La presidenta del Banco Nación se anticipa a la polémica por el costo de vida que se desatará el miércoles, cuando se difundan los datos de septiembre. En este reportaje con Página/12, revela los planes para después de las elecciones, con varias medidas heterodoxas.

 Por David Cufré

Felisa Miceli llegó a la función pública de la mano de Roberto Lavagna y creció a su lado hasta alcanzar la presidencia del Banco Nación. Su perfil progresista, sus opiniones filosas le valieron el reconocimiento de Néstor Kirchner, quien hoy la tiene entre sus preferidas. Por conocer a ambos, pronostica que el ministro de Economía seguirá firme en su puesto después de las elecciones. También anticipa que el Gobierno avanzará con una serie de medidas heterodoxas, como utilizar los fondos de las AFJP para promover la inversión y otras, como el combate al trabajo en negro, para “acelerar la reducción de la pobreza y mejorar la distribución del ingreso”. Sobre la inflación, dice en este reportaje con Página/12 que es preferible convivir con ella que apelar a las recetas ortodoxas, que son “la paz de los cementerios”.

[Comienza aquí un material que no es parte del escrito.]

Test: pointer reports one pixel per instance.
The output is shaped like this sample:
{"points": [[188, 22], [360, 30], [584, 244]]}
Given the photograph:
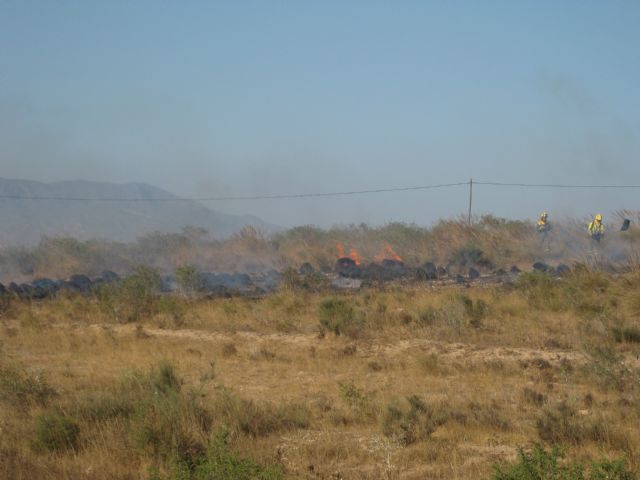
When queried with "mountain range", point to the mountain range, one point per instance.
{"points": [[30, 210]]}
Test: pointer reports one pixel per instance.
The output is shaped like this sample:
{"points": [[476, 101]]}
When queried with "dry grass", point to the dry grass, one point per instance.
{"points": [[503, 242], [421, 383]]}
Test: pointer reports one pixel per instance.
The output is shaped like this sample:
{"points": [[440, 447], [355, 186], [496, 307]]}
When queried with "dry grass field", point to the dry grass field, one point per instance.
{"points": [[405, 381]]}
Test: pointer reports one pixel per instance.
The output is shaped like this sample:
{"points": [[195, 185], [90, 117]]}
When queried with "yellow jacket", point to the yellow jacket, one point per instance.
{"points": [[596, 228]]}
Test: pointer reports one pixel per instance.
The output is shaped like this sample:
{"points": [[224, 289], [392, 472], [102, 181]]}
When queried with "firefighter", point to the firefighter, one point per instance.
{"points": [[596, 228], [543, 227]]}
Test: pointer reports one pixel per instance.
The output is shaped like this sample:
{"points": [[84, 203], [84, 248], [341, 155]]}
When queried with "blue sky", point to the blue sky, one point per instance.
{"points": [[241, 98]]}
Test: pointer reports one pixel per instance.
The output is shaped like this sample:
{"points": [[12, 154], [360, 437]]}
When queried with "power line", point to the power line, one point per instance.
{"points": [[251, 197], [551, 185], [310, 195]]}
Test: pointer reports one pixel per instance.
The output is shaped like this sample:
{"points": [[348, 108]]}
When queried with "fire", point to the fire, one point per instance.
{"points": [[393, 254], [388, 253], [353, 254]]}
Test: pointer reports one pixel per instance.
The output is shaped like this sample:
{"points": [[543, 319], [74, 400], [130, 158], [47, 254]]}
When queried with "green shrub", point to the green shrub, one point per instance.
{"points": [[626, 334], [167, 422], [56, 432], [189, 280], [259, 420], [540, 464], [21, 389], [133, 298], [609, 369], [356, 399], [562, 424], [410, 421], [339, 317], [219, 462], [475, 311]]}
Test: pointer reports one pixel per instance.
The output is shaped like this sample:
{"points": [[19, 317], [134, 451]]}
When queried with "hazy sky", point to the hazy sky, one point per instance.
{"points": [[239, 97]]}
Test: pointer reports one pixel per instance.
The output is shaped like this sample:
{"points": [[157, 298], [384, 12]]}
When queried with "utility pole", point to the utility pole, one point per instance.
{"points": [[470, 197]]}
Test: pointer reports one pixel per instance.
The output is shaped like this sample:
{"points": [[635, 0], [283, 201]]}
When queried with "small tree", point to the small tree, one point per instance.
{"points": [[189, 280]]}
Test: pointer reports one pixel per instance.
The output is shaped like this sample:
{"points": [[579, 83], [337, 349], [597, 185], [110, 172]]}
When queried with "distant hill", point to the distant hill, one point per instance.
{"points": [[25, 222]]}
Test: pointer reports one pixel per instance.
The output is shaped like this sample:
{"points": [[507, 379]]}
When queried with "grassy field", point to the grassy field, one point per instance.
{"points": [[503, 243], [399, 382]]}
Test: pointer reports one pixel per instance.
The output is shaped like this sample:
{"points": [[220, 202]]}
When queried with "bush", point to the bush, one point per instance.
{"points": [[562, 424], [133, 298], [475, 311], [260, 420], [356, 399], [609, 369], [189, 280], [410, 421], [56, 432], [540, 464], [21, 389], [167, 422], [221, 463], [339, 317], [626, 334]]}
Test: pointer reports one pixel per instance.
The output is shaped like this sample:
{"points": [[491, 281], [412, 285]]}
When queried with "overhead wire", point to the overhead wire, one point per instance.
{"points": [[308, 195]]}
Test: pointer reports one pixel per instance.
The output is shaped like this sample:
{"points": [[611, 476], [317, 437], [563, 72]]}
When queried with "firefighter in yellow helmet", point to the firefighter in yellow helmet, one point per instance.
{"points": [[543, 227], [596, 228]]}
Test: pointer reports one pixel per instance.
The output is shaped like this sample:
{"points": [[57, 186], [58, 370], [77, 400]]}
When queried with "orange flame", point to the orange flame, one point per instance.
{"points": [[393, 254], [353, 254], [388, 253]]}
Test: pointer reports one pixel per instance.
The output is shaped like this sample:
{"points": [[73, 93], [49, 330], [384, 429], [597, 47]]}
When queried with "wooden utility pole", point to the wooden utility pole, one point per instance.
{"points": [[470, 197]]}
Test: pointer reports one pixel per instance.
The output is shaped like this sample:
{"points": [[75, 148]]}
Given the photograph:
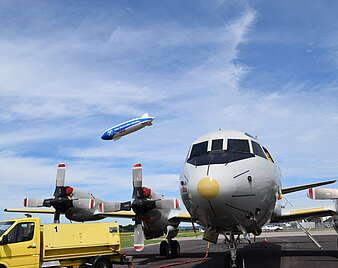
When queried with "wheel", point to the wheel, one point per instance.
{"points": [[175, 249], [164, 249], [102, 263], [228, 263]]}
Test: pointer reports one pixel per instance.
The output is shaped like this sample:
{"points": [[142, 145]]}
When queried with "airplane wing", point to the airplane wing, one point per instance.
{"points": [[173, 215], [182, 217], [41, 211], [305, 186], [128, 215], [294, 215]]}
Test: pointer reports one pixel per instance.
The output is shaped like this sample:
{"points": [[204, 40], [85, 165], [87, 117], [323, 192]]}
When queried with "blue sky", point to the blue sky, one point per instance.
{"points": [[69, 70]]}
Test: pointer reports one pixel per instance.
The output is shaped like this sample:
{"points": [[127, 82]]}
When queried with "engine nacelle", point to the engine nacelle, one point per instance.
{"points": [[322, 193], [277, 212], [167, 203]]}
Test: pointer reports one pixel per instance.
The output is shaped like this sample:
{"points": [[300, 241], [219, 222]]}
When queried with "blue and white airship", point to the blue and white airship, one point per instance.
{"points": [[125, 128]]}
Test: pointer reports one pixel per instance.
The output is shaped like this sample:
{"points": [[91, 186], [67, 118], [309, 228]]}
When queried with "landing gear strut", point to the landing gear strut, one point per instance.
{"points": [[235, 260], [170, 248]]}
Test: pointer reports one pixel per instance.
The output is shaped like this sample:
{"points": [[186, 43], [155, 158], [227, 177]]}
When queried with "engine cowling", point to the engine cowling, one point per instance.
{"points": [[322, 193]]}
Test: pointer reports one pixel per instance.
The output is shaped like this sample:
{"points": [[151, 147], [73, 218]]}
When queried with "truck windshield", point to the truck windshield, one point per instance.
{"points": [[4, 226]]}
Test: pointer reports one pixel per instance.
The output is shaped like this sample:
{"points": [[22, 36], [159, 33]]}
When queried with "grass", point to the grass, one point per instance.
{"points": [[127, 239]]}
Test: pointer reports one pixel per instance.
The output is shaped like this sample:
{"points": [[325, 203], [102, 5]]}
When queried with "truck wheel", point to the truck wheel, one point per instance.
{"points": [[102, 263]]}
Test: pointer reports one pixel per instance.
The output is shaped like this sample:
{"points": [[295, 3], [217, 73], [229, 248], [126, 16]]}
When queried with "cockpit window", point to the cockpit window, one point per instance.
{"points": [[257, 149], [199, 149], [238, 145], [237, 150], [217, 145], [268, 155]]}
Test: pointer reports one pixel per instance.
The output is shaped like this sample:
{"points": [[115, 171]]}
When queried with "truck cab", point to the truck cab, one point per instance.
{"points": [[25, 243], [20, 243]]}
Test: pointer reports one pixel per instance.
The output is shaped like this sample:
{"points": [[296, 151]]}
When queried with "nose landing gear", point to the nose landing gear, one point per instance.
{"points": [[234, 260], [170, 248]]}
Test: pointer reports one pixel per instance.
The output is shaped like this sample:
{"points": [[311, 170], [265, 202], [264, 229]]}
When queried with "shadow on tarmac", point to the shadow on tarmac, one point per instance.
{"points": [[266, 255]]}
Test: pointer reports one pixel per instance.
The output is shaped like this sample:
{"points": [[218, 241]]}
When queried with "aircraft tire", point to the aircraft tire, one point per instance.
{"points": [[228, 261], [175, 249], [164, 249]]}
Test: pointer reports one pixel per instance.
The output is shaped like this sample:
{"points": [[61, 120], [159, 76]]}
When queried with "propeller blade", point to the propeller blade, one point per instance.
{"points": [[138, 237], [114, 206], [60, 175], [33, 202], [137, 180], [84, 203]]}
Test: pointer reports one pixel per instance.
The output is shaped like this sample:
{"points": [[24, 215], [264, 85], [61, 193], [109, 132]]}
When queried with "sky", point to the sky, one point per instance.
{"points": [[71, 69]]}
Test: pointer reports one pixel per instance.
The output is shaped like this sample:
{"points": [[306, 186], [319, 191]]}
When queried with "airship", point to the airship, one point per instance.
{"points": [[125, 128]]}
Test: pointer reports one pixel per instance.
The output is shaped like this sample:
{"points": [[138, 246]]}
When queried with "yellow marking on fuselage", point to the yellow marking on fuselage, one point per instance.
{"points": [[208, 188]]}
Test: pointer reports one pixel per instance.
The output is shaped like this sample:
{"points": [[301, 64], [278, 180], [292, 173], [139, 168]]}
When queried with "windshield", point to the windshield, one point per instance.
{"points": [[237, 145], [4, 226], [199, 149]]}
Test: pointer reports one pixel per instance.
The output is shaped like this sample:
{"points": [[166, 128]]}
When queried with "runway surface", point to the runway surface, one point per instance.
{"points": [[277, 249]]}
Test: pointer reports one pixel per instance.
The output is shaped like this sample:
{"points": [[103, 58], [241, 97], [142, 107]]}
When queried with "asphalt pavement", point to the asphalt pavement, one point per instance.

–La derecha dice que después de las elecciones se viene el zurdaje.
–No me gusta esa palabra. Zurdaje suena despectivo. Este gobierno demostró cómo trabaja, con qué metodología y para qué país. Si la derecha dice eso tiene mala intención.
–La versión surge por la posibilidad de que el Gobierno afiance su poder en las urnas y tenga espacio para medidas más audaces.
–El Gobierno nació con el 22 por ciento de apoyo popular y eso implica que en estas elecciones debemos transformar la imagen positiva en mayor cantidad de votos. Eso reforzará la posibilidad de hacer las tareas transformadoras que el país necesita.
–¿Como cuáles?
–La principal meta para esta etapa es mejorar la distribución del ingreso. Todas las medidas que reduzcan la pobreza y permitan una mayor inclusión son las que debemos seguir tomando, porque debo resaltar que se adoptaron muchas iniciativas en ese sentido.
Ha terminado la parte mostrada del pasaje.